Studies on the therapeutic use of expressive writing show that, with as little as 15 minutes over four days, positive physical, mental, and behavioural changes can be experienced. Other anecdotal studies show poetry therapy as useful in reducing anxiety, guiding patients through addiction and depression, strengthening self-esteem; and promoting comfort for people facing a chronic illness; it is also a great mindfulness tool.

John Fox, founder of the Institute of Poetic Medicine and author of Poetic Medicine: The Healing Art of Poem-Making, says: “Poetry therapy helps us express what is going on inside of us, especially during difficult times. It helps us create mental and emotional space, and lends voice to us when we feel we have lost our own. And when we are able to make contact with what we are experiencing, no matter how painful or difficult it is, and release those emotions outwards instead of holding them in, this has incredible medicinal qualities.”

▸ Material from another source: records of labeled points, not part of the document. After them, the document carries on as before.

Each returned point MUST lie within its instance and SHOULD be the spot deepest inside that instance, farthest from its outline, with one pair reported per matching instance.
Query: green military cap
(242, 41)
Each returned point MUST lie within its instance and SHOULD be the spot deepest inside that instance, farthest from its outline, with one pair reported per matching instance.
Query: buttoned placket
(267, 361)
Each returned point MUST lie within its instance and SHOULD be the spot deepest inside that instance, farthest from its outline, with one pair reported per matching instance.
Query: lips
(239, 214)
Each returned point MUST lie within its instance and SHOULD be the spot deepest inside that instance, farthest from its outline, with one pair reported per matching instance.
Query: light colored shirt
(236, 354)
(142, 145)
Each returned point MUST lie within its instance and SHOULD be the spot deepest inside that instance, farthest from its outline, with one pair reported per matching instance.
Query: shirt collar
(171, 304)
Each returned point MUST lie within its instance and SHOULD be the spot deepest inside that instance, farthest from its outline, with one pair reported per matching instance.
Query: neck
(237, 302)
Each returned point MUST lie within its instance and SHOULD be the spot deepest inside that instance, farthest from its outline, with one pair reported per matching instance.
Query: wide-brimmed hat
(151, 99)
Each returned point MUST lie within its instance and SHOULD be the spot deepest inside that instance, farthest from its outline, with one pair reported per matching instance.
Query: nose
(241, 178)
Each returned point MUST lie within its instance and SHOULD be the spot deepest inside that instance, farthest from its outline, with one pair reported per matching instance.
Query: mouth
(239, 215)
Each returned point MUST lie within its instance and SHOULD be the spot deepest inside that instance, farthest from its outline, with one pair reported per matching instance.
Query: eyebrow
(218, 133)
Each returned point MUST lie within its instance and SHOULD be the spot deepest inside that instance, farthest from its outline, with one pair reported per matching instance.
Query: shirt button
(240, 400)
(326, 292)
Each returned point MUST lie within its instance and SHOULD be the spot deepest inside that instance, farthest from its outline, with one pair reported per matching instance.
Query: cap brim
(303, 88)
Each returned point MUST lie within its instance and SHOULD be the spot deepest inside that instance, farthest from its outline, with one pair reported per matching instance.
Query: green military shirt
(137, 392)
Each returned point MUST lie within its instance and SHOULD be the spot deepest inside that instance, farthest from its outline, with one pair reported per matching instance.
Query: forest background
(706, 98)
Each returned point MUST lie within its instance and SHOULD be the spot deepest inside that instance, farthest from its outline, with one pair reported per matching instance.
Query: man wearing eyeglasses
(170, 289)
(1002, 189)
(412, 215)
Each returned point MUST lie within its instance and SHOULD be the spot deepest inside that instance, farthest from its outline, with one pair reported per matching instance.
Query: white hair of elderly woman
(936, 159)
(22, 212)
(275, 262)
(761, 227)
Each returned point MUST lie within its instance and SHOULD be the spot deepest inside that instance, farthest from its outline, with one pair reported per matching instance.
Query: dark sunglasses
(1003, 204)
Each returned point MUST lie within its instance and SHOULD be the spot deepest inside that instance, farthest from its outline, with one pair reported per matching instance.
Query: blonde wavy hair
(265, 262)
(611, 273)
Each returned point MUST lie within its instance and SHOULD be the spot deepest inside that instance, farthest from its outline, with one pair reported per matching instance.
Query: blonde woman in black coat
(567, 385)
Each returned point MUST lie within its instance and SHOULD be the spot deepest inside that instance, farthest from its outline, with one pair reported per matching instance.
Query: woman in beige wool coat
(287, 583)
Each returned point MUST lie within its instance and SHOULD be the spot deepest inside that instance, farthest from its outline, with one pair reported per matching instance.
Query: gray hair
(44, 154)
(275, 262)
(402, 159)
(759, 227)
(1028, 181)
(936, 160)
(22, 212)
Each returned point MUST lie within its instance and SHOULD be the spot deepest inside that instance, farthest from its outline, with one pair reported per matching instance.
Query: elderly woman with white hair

“Reading other people’s poems is a beautiful source of delight and wisdom”, adds Fox, “but it’s your own poems that will be the most satisfying and feed you the most.” He suggests: Find a poem which reflects what you are experiencing, take a line from that poem, and use it as a prompt to express what you feel, by making it more personal. Alternately, choose words from an existing poem, creating a word pool, and use those to shape your poem. Have someone you trust read what you have written. This will give you an opportunity to witness yourself and provide a sense of self-development.

Case studies

“I was able to release the past”
When her mother passed away, Linda MacDonald, Melbourne-based fulfilment coach, mentor and healer, used poetry to write a letter to her expressing how she felt. “It was about forgiveness of everything,” she says. “I was with her during the transition, but there were things that hung around. So, just to let her know that I loved her, I spoke of my emotions on paper, which then flowed into poetry. It was a great way to release my emotions and say goodbye to her. Today I write poems when there are emotions dwelling inside of me or if I am second-guessing things. I allow the words to intuitively flow onto the page and - once I get myself out of the way - the old emotions begin to release and new feelings begin to emerge, revealing new and better ways to feel and think.”

“It opened up my life”
Keith Mac Nider, a writer, from South Australia, first experienced Poetry Therapy on retreat at the Canyon de Chelly in Arizona. Although not a novice at writing poetry, the idea of joining others to write was still challenging. “I was worried that I would not be able to write anything, or that I would not be any good and that everybody else would be great,” he says. “However, what I experienced was an opening; I learned that if you speak from your heart you will be respected and that when you are received by people in a non-judgemental context, it is very liberating.” While on retreat he overcame another personal barrier - that of a man who always had to be right. “Returning home, I no longer had to have the last say. Poetry Therapy changed my tone of voice, and revealed a type of connective tissue between my heart and mind. It helped me open up to life, in ways that were always there, but I kept at a distance. Being able to speak from the heart has been one of the most beautiful and majestic moments of my life.”